Até onde vai a cabeça das pessoas?, se perguntou. As pessoas normalmente não pensam nessas coisas. As pessoas normalmente não pensam nas outras pessoas. É sempre como a Verônica age e reage, não como a Rebeca se sente. Nunca sobre o que a Rebeca vê.

Fazia tanto, que nem tivera tempo o suficiente para sentir que estava mal. Se sentia miserável. Agora, pensando em retrospecto, se tivesse aguentado só mais alguns minutinhos em cena, teria sido o bastante. Eles provavelmente haviam de substituí-la na gravação final de um jeito que não desse para perceber se era ela ou não. Agora não importava, não era um rosto importante o suficiente para ser exigida, desejada. Era uma atriz qualquer. Alguns rostos são mais importantes do que os outros e ela achava tão engraçado como as pessoas se importavam com certas coisas e outras não... Queria ao menos ter se despedido de Verônica, mesmo com todas as suas falhas e excessos, gostava dela.

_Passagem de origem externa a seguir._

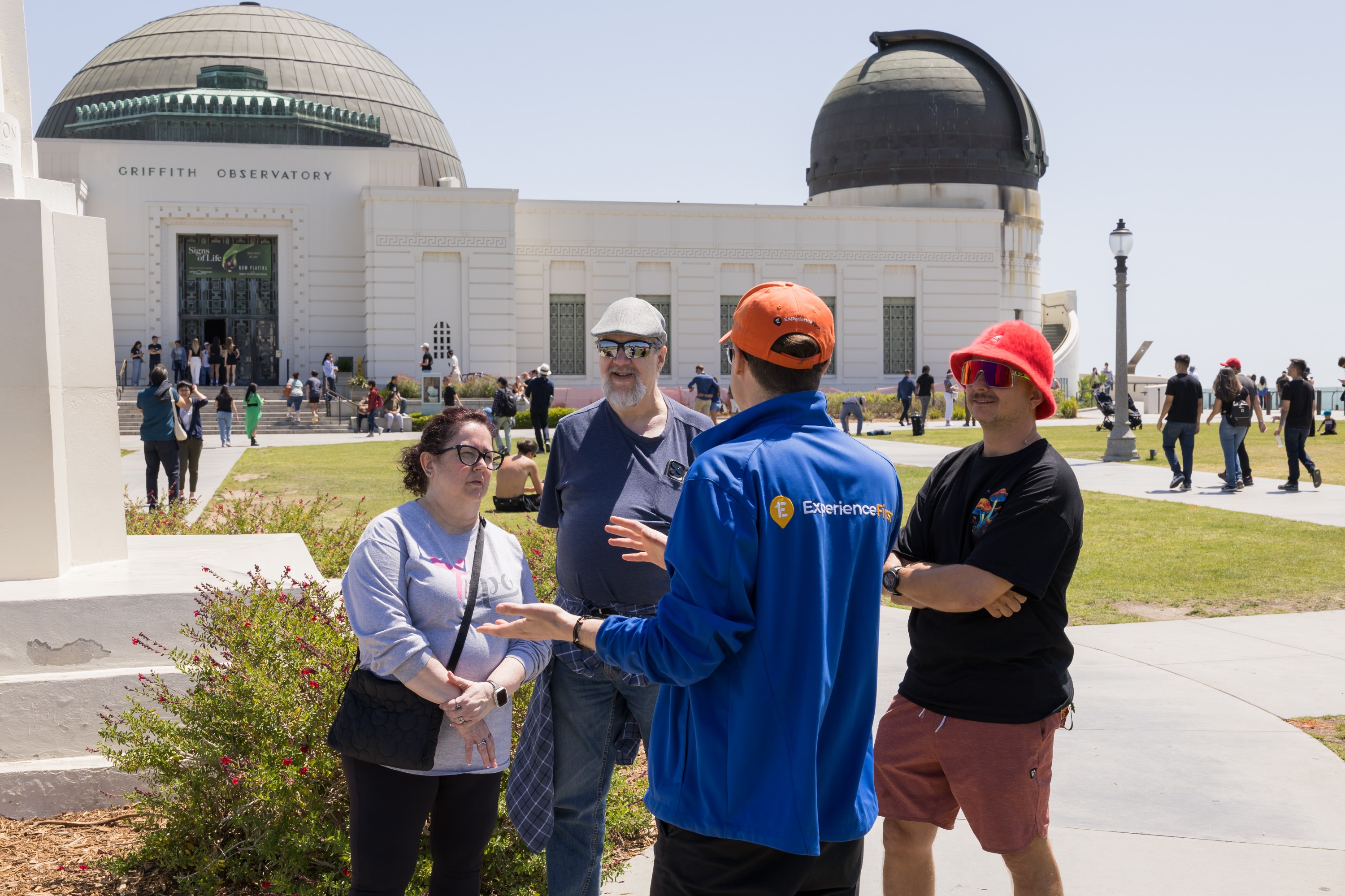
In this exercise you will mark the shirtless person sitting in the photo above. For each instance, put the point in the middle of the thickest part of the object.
(513, 492)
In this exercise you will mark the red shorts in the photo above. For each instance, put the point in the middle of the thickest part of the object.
(927, 766)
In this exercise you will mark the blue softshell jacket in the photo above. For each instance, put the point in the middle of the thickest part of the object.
(767, 644)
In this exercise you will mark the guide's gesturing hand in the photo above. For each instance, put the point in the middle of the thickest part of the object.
(647, 544)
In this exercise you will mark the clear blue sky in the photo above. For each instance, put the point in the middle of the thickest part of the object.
(1214, 128)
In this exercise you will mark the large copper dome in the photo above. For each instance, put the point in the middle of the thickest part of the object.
(303, 57)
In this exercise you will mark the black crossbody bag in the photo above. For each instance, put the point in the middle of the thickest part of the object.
(385, 722)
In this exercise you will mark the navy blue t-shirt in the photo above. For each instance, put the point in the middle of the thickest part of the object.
(598, 469)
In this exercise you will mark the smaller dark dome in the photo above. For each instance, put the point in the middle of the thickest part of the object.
(926, 108)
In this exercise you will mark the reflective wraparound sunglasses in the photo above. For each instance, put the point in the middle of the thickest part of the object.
(471, 455)
(997, 374)
(634, 349)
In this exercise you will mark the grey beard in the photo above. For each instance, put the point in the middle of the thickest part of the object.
(623, 397)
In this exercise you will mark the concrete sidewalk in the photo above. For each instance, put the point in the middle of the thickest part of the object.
(217, 462)
(1324, 506)
(1180, 777)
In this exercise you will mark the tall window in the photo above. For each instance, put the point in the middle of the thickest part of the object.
(665, 307)
(442, 341)
(727, 306)
(899, 334)
(568, 334)
(836, 323)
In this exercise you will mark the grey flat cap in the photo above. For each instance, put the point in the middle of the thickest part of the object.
(634, 316)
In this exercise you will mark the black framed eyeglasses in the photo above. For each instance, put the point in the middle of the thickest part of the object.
(633, 350)
(471, 455)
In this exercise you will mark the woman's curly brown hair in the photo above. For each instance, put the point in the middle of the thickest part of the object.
(438, 437)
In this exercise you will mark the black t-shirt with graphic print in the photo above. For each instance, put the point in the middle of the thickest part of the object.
(1021, 519)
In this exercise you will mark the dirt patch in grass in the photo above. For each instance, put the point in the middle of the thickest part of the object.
(68, 856)
(1329, 730)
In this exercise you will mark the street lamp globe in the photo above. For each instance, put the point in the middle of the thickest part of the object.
(1121, 240)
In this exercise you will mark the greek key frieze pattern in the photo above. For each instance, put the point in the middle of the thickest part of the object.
(767, 255)
(448, 242)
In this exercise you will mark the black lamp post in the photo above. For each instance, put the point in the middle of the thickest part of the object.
(1121, 442)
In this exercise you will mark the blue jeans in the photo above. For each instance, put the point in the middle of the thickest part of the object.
(1296, 446)
(1187, 433)
(588, 722)
(1230, 437)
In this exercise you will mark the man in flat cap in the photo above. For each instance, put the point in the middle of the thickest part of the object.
(626, 458)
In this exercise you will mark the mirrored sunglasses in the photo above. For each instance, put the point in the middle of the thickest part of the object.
(608, 349)
(997, 374)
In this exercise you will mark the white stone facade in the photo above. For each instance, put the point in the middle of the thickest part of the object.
(372, 263)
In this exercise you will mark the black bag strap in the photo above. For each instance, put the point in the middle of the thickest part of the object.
(471, 598)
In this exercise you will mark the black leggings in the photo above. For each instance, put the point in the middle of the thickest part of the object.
(388, 810)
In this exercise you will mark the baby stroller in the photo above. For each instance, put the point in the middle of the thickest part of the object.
(1109, 408)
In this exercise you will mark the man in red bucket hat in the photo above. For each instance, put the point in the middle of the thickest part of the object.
(984, 563)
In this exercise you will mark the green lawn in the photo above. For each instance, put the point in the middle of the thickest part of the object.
(1089, 443)
(1177, 560)
(350, 473)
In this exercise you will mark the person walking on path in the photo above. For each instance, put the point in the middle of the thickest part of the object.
(518, 485)
(178, 357)
(294, 394)
(232, 357)
(225, 416)
(330, 374)
(315, 393)
(138, 359)
(503, 407)
(950, 397)
(190, 404)
(1245, 462)
(906, 389)
(252, 412)
(1235, 403)
(1297, 421)
(924, 390)
(408, 593)
(540, 393)
(852, 407)
(1183, 403)
(996, 528)
(705, 389)
(588, 715)
(194, 362)
(373, 405)
(156, 404)
(744, 618)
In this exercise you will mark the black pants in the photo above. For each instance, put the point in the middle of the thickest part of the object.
(388, 810)
(690, 864)
(162, 453)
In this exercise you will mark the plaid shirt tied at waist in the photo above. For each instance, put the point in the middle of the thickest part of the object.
(530, 794)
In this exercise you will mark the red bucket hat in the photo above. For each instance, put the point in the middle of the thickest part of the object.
(1023, 347)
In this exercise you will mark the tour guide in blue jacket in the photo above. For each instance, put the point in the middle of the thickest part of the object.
(760, 757)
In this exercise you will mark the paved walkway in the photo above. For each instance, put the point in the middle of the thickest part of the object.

Às vezes era difícil de se despir de um personagem desses que grupo. Estava com Verônica há uns dois meses e às vezes parecia que sempre fora Verônica, que nunca fora Rebeca. Cansaço...

Não tardou para que a enfermeira entrasse no quarto e checasse sua temperatura. Aquela não parecia ser a primeira, nem a segunda vez. Quanto tempo será que havia dormido? Um dia? Uma semana? Teria a sorte de ter dormido um mês? Queria na verdade ter dormido por um ano inteiro para finalmente ver o cinema com palavras em todo o seu esplendor e encanto.

Observando melhor, a enfermeira bem que parecia estar usando um uniforme diferente daquele que Rebeca lembrava. Alguns detalhes na manga estavam ligeiramente mudados... Mais moderno... Mas ele não parecia particularmente novo. Talvez ela tivesse mesmo dormido por um tempo. Talvez fosse 1927 afinal.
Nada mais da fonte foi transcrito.